Irrfan Khan has neuroendocrine tumour: Everything you need to know about the rare illness

Updated on Mar 16, 2018 07:03 PM IST

Actor Irrfan Khan revealed in an emotional Twitter post that he’s been diagnosed with neuroendocrine tumour (NET), a rare tumour that grows predominantly in the digestive or respiratory tract. Here’s more on the disease.

Actor Irrfan Khan tweeted on March 5 that he had contracted a ‘rare disease’. (AP)
Actor Irrfan Khan tweeted on March 5 that he had contracted a ‘rare disease’. (AP)
Hindustan Times, New Delhi | ByHT Correspondent

There were rumours that actor Irrfan Khan cancelled a film shoot in February, 2018 due to his ill health. Now, after 10 days of sharing he was suffering from a rare disease, the star opened up about his health again, revealing on Friday that he was suffering from neuroendocrine tumour (NET) and was calling time out to focus on his health.

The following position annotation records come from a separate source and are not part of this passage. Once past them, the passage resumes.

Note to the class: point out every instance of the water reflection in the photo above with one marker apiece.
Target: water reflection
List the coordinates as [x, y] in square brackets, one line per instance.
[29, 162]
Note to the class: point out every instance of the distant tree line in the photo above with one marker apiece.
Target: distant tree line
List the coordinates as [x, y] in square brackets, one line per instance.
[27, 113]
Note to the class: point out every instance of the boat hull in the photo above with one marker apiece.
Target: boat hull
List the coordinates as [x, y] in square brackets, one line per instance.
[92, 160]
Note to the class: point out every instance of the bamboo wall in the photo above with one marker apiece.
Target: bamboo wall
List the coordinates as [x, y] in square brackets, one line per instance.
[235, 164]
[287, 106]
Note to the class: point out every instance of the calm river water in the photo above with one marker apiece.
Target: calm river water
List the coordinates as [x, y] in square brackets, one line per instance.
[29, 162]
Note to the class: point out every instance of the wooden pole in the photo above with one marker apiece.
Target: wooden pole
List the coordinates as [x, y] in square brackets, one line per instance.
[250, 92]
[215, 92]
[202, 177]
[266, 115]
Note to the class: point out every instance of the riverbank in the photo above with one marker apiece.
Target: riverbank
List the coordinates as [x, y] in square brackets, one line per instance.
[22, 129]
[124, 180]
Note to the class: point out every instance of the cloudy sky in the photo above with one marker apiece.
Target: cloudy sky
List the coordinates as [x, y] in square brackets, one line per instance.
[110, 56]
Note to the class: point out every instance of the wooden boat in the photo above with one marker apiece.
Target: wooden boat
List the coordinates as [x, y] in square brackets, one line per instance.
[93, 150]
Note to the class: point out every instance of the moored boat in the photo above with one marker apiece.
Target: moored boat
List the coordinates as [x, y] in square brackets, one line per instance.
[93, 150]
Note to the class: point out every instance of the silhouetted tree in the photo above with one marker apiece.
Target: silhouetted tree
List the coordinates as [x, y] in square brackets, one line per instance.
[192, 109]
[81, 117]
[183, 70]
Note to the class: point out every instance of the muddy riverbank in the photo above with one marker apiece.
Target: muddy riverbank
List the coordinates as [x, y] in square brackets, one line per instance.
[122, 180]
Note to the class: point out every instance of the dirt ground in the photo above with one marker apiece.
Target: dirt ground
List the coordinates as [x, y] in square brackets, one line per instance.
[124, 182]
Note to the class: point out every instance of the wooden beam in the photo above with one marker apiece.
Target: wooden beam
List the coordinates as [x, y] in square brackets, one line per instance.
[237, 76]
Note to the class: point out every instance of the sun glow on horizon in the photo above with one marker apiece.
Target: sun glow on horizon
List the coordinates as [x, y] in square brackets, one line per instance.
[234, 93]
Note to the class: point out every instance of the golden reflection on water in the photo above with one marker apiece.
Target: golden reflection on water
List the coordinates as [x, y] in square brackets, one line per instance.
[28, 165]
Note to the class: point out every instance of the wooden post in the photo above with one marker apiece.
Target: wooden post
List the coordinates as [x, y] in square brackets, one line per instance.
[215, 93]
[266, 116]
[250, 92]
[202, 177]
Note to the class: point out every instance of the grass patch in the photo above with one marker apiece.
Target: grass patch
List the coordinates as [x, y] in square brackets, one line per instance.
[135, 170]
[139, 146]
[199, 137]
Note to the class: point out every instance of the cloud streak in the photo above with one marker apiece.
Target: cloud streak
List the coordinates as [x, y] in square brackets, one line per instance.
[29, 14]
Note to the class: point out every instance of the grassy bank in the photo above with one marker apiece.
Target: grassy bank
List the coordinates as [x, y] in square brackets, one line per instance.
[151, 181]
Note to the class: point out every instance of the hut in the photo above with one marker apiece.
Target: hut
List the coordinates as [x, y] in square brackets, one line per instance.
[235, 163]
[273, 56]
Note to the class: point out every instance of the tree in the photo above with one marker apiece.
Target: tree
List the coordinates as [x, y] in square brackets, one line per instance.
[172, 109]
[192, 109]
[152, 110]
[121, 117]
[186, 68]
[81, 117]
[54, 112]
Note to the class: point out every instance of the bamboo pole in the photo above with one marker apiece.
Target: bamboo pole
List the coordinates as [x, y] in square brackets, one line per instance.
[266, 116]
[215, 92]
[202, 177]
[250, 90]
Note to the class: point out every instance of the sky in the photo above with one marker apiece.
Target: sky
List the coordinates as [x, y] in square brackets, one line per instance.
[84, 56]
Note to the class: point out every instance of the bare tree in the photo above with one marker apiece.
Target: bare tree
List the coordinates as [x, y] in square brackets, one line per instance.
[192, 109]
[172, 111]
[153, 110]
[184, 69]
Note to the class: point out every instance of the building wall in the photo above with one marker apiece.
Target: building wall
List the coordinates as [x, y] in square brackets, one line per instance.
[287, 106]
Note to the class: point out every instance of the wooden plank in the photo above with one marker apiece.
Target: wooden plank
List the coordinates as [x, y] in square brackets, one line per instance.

The actor shared in an emotional Twitter post that he’s been diagnosed with NET, a rare tumour that develops from cells of the neuroendocrine system and grows predominantly in the digestive or respiratory tract - lungs, appendix, small intestine, rectum and pancreas - but can occur in any part of the body.

“NETs are often asymptomatic in the early stage. When present, symptoms appear similar to those caused by other common conditions. Therefore, NETs are at times misdiagnosed as irritable bowel syndrome (IBS). But abdominal discomfort in IBS is usually relieved by going to the bathroom,” Padma Shri recipient, Dr KK Aggarwal, President, Heart Care Foundation of India (HCFI), and former national president of Indian Medical Association (IMA) told Hindustan Times.

Here’s more on Irrfan’s disease:

What is NET?

It is a rare tumour that develops from cells of the neuroendocrine system, according to Macmillan Cancer Support UK. The neuroendocrine system is made up of cells that are similar to nerve cells and make chemical messengers called hormones. Hormones control how different organs in the body work.

What causes NET?

Neuroendocrine tumours are uncommon. The exact cause is not know.

Are there different types of NET?

Tumours can be noncancerous (benign) or cancerous (malignant), according to Mayo Clinic. Often slow-growing and noncancerous, they can invade surrounding parts of the body and at times, turn cancerous and spread across the body. While some clinical and pathologic features of NETs are unique to the site of origin, other characteristics are shared, regardless of site of origin. NETs are also sometimes referred to as carcinoid tumours, Dr Aggarwal said.

Who does it commonly affect?

Can affect people of any age but these tumours are most likely to affect people over the age of 60. People who have a rare condition called multiple endocrine neoplasia 1 have an increased risk of developing a NET. Apple founder Steve Jobs died from an NET on his pancreas in 2011.

What are the symptoms of NET?

It can cause a myriad of symptoms that will depend on where in the body the NET is.

A NET in your digestive system may cause pain or discomfort in the tummy area (abdomen) that comes and goes. You may feel sick (nauseated) or be sick (vomit), or there may be a change in your bowel habits (how often you pass stools).

A NET in the lung may cause chest infections and shortness of breath, or you may have a cough or cough up blood.

Loss of appetite and weight loss may also be symptoms of a neuroendocrine tumour.

Some NETs (more commonly NETs of the small bowel, large bowel or appendix) may overproduce a hormone-like substance called serotonin. This causes a collection of symptoms called carcinoid syndrome. Symptoms include: diarrhoea, flushing of the skin, wheezing (similar to asthma).

What does treatment look like? Can patients be cured?

Treatment depends on the type of tumour, location, whether it produces excess hormones, how aggressive it is and whether it has spread to other parts of the body. The results of your tests will help your doctor discuss the best type of treatment with you. Surgery to remove the tumour is usually the first treatment choice. If the NET can’t be removed, you will have treatment to relieve symptoms and improve your quality of life.

How is it diagnosed?

You may have some of the following tests: Urine tests, blood tests, ultrasound scan, CT (computerised tomography) scan, MRI (magnetic resonance imaging) scan, radioactive scans (octreotide scan or MIBG-scan), PET/CT scan or/and biopsy.

Can one reduce the risk of contracting NET?

Presently, there is no way to prevent carcinoid tumours. People with carcinoid syndrome may be advised to avoid things that may trigger flushing, such as drinking alcohol or eating spicy food. You may be able to reduce diarrhoea by making changes to your diet. A specialist dietician can advise you about this.